I’m not complaining, mind you. I signed up for this haul, and I’d much rather have too much to do than too little. I know that several of my classmates have families and babies. I do not. I have cats and a voluminous record collection, neither of which beg for tremendous amounts of attention.

I’m working on my first assignment for Dr. Thomas’ theory class – a presentation on Beckett. Originally, I had the idea to examine the language of the ineffable in Beckett’s work, the good ol’ mystical via negativa. I’d done a good deal of research and was beginning an outline when I started feeling under the weather the other day. That’s when the idea to multitask struck me. I don’t know why I’d never thought of it before.

Historically, when I take a number of classes at once, I allow myself to become pulled in several directions at once. I simply don’t have the time to be pulled like that (or to be sick). So, I fell back on the books I’m using for my thesis, my examination of the sublime in Gravity’s Rainbow. It’s a simple switch; I can even use some of the material from the original Beckett presentation. The epiphany is that I can allow other assignments to contribute to the development of my thesis, either in composition or research.

Perhaps it’s not the biggest deal in the world, but it gives me time to have a sore throat when my throat insists on being sore. I can take cold medicine without guilt or panic.

Friday, October 7, 2011

Week Six: Pomo Pervs

Things are finally beginning to take shape. After becoming attached to a thesis early in the semester, I totally abandoned it and started over.

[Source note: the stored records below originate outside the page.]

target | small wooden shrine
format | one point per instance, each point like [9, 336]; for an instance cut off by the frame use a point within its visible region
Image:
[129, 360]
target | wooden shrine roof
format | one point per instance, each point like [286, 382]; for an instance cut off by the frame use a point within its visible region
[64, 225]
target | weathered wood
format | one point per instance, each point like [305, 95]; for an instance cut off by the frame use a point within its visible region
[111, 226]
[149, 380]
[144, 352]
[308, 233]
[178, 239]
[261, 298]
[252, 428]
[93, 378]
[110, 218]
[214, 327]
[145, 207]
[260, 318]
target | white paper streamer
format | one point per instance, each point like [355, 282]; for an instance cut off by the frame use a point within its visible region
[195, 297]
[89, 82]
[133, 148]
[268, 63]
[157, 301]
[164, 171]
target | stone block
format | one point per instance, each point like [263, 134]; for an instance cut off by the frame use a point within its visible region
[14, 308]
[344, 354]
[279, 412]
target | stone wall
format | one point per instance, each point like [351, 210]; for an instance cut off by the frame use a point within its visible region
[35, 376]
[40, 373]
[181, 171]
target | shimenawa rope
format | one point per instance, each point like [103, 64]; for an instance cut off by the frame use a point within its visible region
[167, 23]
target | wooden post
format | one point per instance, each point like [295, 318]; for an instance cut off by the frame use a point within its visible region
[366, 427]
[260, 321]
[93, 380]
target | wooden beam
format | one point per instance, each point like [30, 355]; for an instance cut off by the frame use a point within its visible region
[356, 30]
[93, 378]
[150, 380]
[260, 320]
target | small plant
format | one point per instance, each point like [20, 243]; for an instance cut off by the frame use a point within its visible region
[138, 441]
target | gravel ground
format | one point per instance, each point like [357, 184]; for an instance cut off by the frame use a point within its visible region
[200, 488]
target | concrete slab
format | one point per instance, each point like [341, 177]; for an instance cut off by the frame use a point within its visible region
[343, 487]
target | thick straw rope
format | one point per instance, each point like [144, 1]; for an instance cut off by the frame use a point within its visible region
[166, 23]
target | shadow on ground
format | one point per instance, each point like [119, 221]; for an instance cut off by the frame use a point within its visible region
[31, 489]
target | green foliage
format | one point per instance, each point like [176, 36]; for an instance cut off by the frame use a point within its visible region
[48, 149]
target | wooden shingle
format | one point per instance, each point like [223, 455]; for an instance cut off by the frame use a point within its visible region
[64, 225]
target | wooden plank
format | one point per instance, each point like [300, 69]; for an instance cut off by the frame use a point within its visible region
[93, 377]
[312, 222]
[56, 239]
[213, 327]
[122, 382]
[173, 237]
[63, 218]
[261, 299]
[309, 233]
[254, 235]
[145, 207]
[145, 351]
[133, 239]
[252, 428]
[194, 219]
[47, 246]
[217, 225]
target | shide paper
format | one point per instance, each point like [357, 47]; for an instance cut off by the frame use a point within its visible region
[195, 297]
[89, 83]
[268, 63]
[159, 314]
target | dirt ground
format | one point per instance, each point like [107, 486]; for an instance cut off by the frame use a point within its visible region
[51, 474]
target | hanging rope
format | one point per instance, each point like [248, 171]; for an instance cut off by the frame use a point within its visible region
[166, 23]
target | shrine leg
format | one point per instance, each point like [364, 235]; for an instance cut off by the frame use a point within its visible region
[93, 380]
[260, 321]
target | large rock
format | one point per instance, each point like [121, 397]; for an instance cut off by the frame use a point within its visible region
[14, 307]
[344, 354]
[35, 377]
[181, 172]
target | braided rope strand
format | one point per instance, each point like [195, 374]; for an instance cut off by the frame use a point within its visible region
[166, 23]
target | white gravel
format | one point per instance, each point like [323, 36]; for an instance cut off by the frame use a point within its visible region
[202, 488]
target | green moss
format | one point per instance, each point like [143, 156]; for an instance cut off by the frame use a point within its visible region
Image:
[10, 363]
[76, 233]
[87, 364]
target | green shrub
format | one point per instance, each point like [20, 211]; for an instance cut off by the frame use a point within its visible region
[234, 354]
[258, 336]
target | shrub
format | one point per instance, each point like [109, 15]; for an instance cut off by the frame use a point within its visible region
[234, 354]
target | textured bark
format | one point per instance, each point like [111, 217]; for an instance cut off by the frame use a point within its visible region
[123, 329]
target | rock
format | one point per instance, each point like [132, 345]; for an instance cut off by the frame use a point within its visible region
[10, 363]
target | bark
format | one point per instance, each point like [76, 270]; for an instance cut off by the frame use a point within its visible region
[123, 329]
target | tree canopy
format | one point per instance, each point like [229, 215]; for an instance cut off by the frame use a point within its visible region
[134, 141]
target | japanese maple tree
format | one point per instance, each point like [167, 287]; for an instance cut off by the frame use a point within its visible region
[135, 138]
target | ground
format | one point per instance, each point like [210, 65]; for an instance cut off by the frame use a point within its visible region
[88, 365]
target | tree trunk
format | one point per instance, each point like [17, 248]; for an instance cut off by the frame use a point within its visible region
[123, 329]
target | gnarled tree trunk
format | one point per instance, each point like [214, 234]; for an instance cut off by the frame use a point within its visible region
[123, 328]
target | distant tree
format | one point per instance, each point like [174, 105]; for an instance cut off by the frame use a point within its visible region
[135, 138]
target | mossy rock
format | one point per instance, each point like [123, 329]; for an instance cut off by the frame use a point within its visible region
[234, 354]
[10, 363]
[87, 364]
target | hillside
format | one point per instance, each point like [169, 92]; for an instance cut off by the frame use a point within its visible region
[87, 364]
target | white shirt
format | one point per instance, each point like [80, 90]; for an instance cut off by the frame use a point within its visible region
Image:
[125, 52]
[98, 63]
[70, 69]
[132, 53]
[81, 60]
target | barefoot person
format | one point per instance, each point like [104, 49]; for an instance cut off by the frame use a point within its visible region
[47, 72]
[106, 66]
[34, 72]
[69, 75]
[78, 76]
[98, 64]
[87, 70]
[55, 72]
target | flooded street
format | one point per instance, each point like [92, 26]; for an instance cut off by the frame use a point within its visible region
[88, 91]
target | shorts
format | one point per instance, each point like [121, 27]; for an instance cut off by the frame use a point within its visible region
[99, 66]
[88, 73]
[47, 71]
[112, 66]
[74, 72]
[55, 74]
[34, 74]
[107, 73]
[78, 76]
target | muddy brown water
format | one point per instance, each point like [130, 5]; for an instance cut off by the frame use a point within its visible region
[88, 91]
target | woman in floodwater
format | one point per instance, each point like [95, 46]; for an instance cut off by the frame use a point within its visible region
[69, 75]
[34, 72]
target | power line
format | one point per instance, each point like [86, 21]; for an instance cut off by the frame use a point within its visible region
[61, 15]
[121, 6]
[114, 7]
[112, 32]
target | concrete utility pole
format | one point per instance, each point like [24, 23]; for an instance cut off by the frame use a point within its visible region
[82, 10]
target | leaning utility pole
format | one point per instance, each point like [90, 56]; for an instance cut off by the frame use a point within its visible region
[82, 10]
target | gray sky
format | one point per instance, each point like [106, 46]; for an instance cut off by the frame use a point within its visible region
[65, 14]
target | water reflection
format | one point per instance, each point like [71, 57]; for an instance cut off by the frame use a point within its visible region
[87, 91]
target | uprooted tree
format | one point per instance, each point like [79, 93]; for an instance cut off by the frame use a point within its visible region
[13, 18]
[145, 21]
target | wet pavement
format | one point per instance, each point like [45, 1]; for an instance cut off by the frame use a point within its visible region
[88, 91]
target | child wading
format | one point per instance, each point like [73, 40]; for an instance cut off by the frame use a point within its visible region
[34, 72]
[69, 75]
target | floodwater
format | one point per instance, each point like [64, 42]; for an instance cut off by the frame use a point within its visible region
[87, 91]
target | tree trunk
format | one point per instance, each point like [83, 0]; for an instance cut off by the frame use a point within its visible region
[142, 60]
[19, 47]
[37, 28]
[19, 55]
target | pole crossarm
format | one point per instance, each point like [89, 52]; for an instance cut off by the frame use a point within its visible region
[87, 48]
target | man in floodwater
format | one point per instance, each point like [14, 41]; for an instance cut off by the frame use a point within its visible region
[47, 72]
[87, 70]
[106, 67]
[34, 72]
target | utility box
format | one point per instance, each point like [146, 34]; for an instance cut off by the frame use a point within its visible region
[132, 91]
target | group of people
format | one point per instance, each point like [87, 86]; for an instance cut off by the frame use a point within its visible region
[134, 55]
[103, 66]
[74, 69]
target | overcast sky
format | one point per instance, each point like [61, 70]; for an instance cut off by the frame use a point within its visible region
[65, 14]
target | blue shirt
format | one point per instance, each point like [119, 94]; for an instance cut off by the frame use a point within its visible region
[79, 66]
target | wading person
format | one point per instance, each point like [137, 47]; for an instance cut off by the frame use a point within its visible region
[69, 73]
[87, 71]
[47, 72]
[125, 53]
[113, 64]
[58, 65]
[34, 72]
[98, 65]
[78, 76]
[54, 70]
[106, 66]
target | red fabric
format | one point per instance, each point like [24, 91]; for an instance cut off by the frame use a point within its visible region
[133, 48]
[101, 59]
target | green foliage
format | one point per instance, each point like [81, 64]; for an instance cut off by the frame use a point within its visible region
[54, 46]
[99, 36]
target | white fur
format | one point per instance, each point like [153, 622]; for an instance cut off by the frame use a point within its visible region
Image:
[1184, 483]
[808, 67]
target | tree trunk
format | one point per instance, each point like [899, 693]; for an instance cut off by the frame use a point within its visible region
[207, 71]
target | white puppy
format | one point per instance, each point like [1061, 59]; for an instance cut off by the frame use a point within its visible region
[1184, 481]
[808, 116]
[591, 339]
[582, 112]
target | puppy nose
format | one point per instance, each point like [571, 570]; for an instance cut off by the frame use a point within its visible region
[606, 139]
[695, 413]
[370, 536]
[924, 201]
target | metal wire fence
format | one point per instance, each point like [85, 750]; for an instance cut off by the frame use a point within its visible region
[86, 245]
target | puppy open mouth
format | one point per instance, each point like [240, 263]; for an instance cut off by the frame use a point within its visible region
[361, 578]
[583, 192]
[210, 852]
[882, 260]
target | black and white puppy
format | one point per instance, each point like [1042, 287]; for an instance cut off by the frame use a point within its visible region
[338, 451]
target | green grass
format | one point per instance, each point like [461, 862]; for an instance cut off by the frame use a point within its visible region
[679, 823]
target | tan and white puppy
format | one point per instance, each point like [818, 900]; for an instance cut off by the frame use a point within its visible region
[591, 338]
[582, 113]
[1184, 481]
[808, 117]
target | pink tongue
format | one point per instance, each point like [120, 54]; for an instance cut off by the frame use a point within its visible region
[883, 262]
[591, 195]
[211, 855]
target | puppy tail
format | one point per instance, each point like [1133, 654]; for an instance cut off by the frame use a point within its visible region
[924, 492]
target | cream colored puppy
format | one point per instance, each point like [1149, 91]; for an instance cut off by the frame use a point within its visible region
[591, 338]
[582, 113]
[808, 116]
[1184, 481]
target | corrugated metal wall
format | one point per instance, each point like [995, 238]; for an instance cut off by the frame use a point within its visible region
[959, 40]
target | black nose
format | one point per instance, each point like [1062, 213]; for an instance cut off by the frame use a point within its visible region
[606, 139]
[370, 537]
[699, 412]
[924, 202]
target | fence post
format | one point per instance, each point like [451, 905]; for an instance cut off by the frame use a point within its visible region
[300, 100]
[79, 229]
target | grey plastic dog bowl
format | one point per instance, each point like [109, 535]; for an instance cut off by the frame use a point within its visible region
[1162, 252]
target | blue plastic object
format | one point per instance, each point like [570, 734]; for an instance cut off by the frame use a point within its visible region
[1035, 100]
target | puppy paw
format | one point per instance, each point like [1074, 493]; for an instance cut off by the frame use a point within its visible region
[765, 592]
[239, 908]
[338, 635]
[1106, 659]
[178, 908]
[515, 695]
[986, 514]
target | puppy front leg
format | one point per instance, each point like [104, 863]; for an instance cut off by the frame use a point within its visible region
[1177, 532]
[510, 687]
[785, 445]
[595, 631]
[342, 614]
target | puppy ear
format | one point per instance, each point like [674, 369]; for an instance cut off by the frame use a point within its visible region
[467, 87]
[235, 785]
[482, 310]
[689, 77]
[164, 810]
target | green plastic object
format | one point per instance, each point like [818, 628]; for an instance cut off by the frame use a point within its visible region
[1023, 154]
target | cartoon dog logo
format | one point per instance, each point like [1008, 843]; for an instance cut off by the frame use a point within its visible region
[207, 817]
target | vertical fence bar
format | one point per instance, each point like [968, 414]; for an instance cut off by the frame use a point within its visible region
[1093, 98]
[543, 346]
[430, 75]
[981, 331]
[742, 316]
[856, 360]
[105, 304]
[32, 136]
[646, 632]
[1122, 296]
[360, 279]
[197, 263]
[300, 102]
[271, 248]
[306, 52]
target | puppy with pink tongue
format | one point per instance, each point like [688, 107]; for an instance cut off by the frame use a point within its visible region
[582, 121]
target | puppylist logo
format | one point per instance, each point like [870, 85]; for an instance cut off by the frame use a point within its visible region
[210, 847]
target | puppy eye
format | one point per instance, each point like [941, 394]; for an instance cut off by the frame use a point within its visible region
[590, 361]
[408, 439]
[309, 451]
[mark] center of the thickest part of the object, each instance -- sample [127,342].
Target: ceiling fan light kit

Now, I’m thankful for the process and for what I learned. My original thesis required me to read a lot of queer theory, an area of criticism to which I hadn’t had much exposure. So, even though I don’t intent to salvage any part of my original thesis, I’m happy that I had the opportunity to read Bodies That Matter and Gender Trouble closely; I don’t know that I would have read them (and like texts) had I not felt the pressure of my thesis weighing down upon me.

My current – and last, dammit! – thesis sees me return to my favorite author, Thomas Pynchon (who should have won the Nobel Prize this week), and his novel, Gravity’s Rainbow.

I had a fantastic conversation with Dr. Kocela earlier this week, and not only did he agree to be my adviser, but he also provided me some much needed direction on whittling my thesis down to manageable size. I moved from “the sublime and Gravity’s Rainbow” to something much more specific. I’m going to be researching the convergence of paranoia, sexual perversity, and the postmodern sublime in Gravity’s Rainbow. That specific enough?

I scrambled to assemble this week’s annotated bibliography in the wake of my meeting with Kocela, and I was a frustrated that I could find little in the way of clear “conversation” lineage discussing my topic. At best, it looks as if I will have to pick up a couple of threads and try to stitch them together.

I suppose that I shouldn’t really be complaining; I could find literally nothing about my previous topic. Now I just need to start manufacturing something (besides piles of books on and around my kitchen table). This may be an impossible dream, but I’d actually like to get ahead and not feel the stress of last minute writing.